Configuring the BGP protocol

Before performing this task, verify that you have permission to access the Bash shell.

Perform this task when you want to configure the Border Gateway Protocol (BGP) dynamic routing protocol.

Important: You must perform this task locally on each BIG-IP device.
  1. Open a console window, or an SSH session using the management port, on a BIG-IP device.
  2. Log in to the BIG-IP system using your user credentials.
  3. At the Bash command prompt, type imish. This command invokes the IMI shell.
  4. Type enable.
  5. Type configure terminal.
  6. Type the relevant configuration commands.
    Note: See the relevant sample BGP configuration in this document.
  7. Type copy running-config startup-config. The startup configuration file is /config/zebos/rd0/ZebOS.conf.
  8. At the command prompt, type disable.
  9. Type exit.

Sample BGP configuration using a SNAT pool

This example shows part of a Border Gateway Protocol (BGP) configuration on a BIG-IP device that accepts traffic from an upstream ECMP-enabled router. In this example, a static route or static routes are being used to distribute the unique SNAT pool addresses associated with each BIG-IP device.

router bgp 65001 bgp router-id 20.1.1.2 redistribute kernel route-map f5-to-upstream redistribute static route-map f5-to-upstream neighbor 20.1.1.5 remote-as 65000 ! ip route 30.1.1.51/32 tmm0 ! ip prefix-list RHI-routes seq 5 permit 30.1.1.10/32 ip prefix-list RHI-routes seq 10 permit 30.1.1.51/32 ! route-map f5-to-upstream permit 10 match ip address prefix-list RHI-routes set ip next-hop 20.1.1.2 primary ! line con 0 login line vty 0 39 login ! end
Configuration entry Description
bgp router-id 20.1.1.2 The bgp router-id value is the self IP address for the external VLAN on device Bigip_1. This address must be unique within the BGP configuration on each BIG-IP device in the device group.
redistribute static route-map f5-to-upstream This entry ensures that the system advertises the SNAT pool address specified in the ip route entry.
neighbor 20.1.1.5 The neighbor value is the IP address of the ECMP-enabled router. You must repeat the neighbor statement for each upstream router associated with a BIG-IP device. These neighbor statements are the same within the BGP configuration on each BIG-IP device in the device group.
ip route 30.1.1.51/32 The ip route value is the translation address contained in SNAT pool snat-pool-1. Setting ip route to the SNAT pool address ensures that the system advertises this address. If the SNAT pool in your own configuration contains more than one translation address, you must include an ip route entry for each translation address in the SNAT pool. This address must be unique within the BGP configuration for each device in the device group.
ip prefix-list The ip prefix-list entry specifies that the virtual IP address 30.1.1.10/32 and the SNAT address 30.1.1.51/32 are allowed to be advertised.
set ip next-hop 20.1.1.2 The set ip next-hop value is the self IP address for the external VLAN on device Bigip_1. This next-hop address is used for traffic that is destined for the virtual IP address and potentially the specified SNAT pool address. This address must be unique within the BGP configuration on each BIG-IP device in the device group.

Implementation result

After following the instructions in this implementation, you now have a three-member BIG-IP device group, where the same virtual server resides on each device, and each device is configured for dynamic routing using the Border Gateway Protocol (BGP). Also, the SNAT pool that you created on each device allows the upstream ECMP-enabled router to send traffic through port 179 on each BIG-IP device.

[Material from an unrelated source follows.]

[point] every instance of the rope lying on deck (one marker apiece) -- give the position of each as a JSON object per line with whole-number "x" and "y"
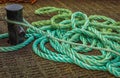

With this configuration, when application traffic comes through the ECMP-enabled router, the router can use an algorithm to select the best equal-cost path to any one of the BIG-IP devices in the device group. If any BIG-IP device becomes unavailable, the ECMP algorithm causes the ECMP-enabled router to forward that traffic to another device in the device group. Furthermore, each BIG-IP device has an administrative partition whose local traffic objects are synchronized to the devices in the Sync-Only device group. All devices in the device group use the default load balancing pool, which contains a single server on the ECMP router's internal network, to process application traffic.